Quand le ballon rond cède la place aux projecteurs
La reconversion est un sujet sensible dans le milieu du football professionnel. Beaucoup d’anciens joueurs se tournent vers le coaching, le consulting télévisuel, l’entrepreneuriat ou parfois… vers le néant. Mais une poignée d’entre eux choisit une voie radicalement différente : le spectacle vivant. Et cette voie exige bien plus que du charisme ou une belle gueule.
Apprendre des textes entiers, travailler sa diction, maîtriser le rythme, gérer le trac, interagir avec des partenaires sur scène, tout cela demande une discipline et une humilité que l’on n’associe pas spontanément à l’univers ultra-compétitif du haut niveau sportif. Pourtant, plusieurs légendes ont réussi ce pari audacieux.

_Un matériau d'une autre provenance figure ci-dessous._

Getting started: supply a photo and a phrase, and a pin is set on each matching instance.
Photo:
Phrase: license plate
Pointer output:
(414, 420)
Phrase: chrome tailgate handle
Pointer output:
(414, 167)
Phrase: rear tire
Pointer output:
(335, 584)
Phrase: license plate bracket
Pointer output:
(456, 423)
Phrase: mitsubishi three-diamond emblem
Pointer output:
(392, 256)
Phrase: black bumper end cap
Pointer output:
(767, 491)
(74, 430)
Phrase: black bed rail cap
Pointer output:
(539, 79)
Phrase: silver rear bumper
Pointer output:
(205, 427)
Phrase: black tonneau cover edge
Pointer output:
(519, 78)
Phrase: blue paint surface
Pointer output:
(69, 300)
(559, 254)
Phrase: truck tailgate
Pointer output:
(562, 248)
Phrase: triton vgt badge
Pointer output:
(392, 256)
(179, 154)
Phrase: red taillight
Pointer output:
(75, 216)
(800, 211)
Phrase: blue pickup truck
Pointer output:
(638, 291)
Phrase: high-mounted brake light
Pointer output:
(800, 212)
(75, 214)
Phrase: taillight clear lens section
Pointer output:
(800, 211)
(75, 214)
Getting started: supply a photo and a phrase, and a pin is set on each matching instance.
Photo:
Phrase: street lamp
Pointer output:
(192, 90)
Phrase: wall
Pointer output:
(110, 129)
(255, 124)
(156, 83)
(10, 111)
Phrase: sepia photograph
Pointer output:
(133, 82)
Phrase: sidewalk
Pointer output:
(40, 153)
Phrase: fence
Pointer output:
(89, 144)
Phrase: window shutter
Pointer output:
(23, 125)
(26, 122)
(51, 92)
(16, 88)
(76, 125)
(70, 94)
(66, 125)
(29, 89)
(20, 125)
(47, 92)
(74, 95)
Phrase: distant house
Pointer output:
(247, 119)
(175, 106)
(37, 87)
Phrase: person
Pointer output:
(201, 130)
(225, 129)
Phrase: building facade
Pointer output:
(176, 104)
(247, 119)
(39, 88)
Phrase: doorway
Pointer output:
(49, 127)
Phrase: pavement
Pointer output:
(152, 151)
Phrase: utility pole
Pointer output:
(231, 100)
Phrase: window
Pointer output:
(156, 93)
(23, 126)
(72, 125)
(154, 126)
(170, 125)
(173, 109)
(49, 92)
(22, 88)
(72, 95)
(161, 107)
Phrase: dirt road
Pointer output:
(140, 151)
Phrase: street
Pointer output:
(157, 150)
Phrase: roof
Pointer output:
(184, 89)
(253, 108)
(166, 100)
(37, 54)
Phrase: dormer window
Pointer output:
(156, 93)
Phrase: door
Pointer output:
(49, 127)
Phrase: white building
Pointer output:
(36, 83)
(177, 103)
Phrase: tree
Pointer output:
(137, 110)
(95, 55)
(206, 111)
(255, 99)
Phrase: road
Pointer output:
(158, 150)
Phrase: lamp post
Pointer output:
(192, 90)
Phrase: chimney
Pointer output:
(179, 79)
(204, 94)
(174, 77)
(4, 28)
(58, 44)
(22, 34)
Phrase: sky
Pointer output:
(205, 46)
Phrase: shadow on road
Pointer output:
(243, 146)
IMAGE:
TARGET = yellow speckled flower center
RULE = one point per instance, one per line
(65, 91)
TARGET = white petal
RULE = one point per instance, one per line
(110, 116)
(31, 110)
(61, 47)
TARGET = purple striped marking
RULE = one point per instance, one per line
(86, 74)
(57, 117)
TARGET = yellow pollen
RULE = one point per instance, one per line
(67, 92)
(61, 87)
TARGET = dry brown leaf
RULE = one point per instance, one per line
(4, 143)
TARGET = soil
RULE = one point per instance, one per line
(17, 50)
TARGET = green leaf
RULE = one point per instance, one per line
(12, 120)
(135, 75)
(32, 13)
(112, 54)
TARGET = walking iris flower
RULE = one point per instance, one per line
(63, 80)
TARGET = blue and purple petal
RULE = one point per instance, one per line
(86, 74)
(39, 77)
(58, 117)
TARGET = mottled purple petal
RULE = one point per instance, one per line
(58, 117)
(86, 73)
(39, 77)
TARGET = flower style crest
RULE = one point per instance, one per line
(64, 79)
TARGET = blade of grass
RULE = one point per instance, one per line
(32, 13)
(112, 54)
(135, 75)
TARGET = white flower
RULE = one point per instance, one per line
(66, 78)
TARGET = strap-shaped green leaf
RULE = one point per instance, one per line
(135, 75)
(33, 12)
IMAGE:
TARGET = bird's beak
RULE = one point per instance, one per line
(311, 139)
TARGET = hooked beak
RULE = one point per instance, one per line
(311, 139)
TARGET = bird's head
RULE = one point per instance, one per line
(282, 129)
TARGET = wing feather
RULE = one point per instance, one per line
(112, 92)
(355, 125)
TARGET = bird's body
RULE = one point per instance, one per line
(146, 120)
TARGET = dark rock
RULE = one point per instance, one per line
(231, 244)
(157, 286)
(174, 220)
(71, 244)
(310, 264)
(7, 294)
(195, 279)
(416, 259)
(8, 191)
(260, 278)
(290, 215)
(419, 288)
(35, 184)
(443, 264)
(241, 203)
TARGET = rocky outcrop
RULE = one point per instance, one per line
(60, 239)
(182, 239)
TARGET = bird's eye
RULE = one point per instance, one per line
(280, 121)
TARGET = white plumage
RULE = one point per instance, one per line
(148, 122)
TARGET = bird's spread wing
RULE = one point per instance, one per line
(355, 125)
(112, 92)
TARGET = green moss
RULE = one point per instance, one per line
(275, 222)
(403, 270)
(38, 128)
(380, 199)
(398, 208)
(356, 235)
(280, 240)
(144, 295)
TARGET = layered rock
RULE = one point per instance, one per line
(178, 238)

Éric Cantona : le roi qui n’a jamais vraiment quitté la scène
Éric Cantona reste sans doute le symbole le plus éclatant de cette transition réussie. Dès 1995, alors qu’il était encore au sommet avec Manchester United, il apparaît dans Le Bonheur est dans le pré. Le contraste était déjà saisissant : l’homme aux déclarations mystiques et au col relevé devenait un paysan auvergnat attachant.
Par la suite, il multiplie les rôles marquants : Les Enfants du marais, Mookie, L’Outremangeur, et surtout Looking for Eric de Ken Loach en 2009, où il joue… son propre mythe. Au total, une trentaine de rôles au cinéma et à la télévision. Mais Cantona ne s’arrête pas là.
Il monte également sur les planches avec des pièces comme Lettres à Nour, Victor ou Face au paradis. Puis, en 2023, nouvelle surprise : il sort un album intitulé Cantona Sings Éric. Décidément, l’ancien King ne rentre jamais dans une case.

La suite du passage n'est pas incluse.